7. A pregnant woman feels the need to pee almost always . . . whether she actually needs to or not.
8. The baby actually can kick and press on my bladder. Not fun!
9. The baby can also kick the ribs and anything else near them – again not fun.
10. I miss my baby when he’s not moving. Somehow I’ve tuned in to his movements, so that I’m always aware of him.
11. Every position – sitting, standing, walking, lying down – becomes uncomfortable after a certain amount of time.
12. Everywhere I go, I meet the nicest people. I’ve talked to more random strangers about their children, my baby, being pregnant, etc. than I ever talked to before being pregnant. People are always willing to help a pregnant woman, and I actually like people more now than I did before becoming pregnant.
13. The maternal urge to protect the little person inside you kicks in as soon as you know you’re pregnant. I’ve fought a lot of fear regarding the health and safety of this little one, yet I’ve also come to a deeper trust in my God and His ability to protect my baby. I’ve also realized that the Lord loves this little one more than I do; that is a great comfort.
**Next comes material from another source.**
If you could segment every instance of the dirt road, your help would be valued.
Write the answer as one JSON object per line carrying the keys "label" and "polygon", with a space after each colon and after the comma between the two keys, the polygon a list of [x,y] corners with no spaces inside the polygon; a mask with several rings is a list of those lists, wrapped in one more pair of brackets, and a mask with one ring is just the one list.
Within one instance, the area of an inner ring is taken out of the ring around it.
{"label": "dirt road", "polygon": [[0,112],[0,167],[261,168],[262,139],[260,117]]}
14. The bigger I get, the more I feel the baby move, the more I want to meet him. Yet on the other hand, I will miss him terribly when he’s no longer a part of me. Right now, I have mixed emotions about his arrival.
15. I wish that fathers got to experience half of what moms do. 🙂 I tell Mark all the time that I’d pay a lot of money for him to be pregnant for a week – a. because then he’d know how it feels, but b. because he’d also feel like he knows the baby.
16. You lose your sense of balance, stability (emotional and physical), brain power and sharpness, and really a lot of who you thought you were once you’re pregnant.
17. All moms can relate to each other. I never realized how motherhood bonds women.
18. I have wonderfully supportive friends who have allowed me to ask all kinds of questions; I value their input and their willingness to share about their experiences.
19. Pregnancy allows for a lot of growth and not just of the belly. It has caused me to grow, Mark to grow, and the two of us, as a couple, to grow. I love my husband more now than I ever have, and I realize now what a great help/support/love/friend he is. He finds me as beautiful now – with my large, veiny pregnant belly – as he ever has. He also has the patience of a saint as he has endured my fatigue, whining, emotional ups and downs, and physical limitations. He’s lost a lot of weight since I’ve been pregnant and hasn’t complained. 🙂
20. I’ve come to appreciate my mom more than I ever have. I realize more of why she loves us so much, what she has given up for us, and how she feels about us.
21. I’ve still got a lot to learn . . . my journey has only just started.
22. I can’t wait for my husband and family to meet this little guy . . .

One thought on “thoughts on pregnancy

  1. Wow Mic! What wonderful and accurate observations. How very true. I really enjoyed reading this. Thanks for sharing.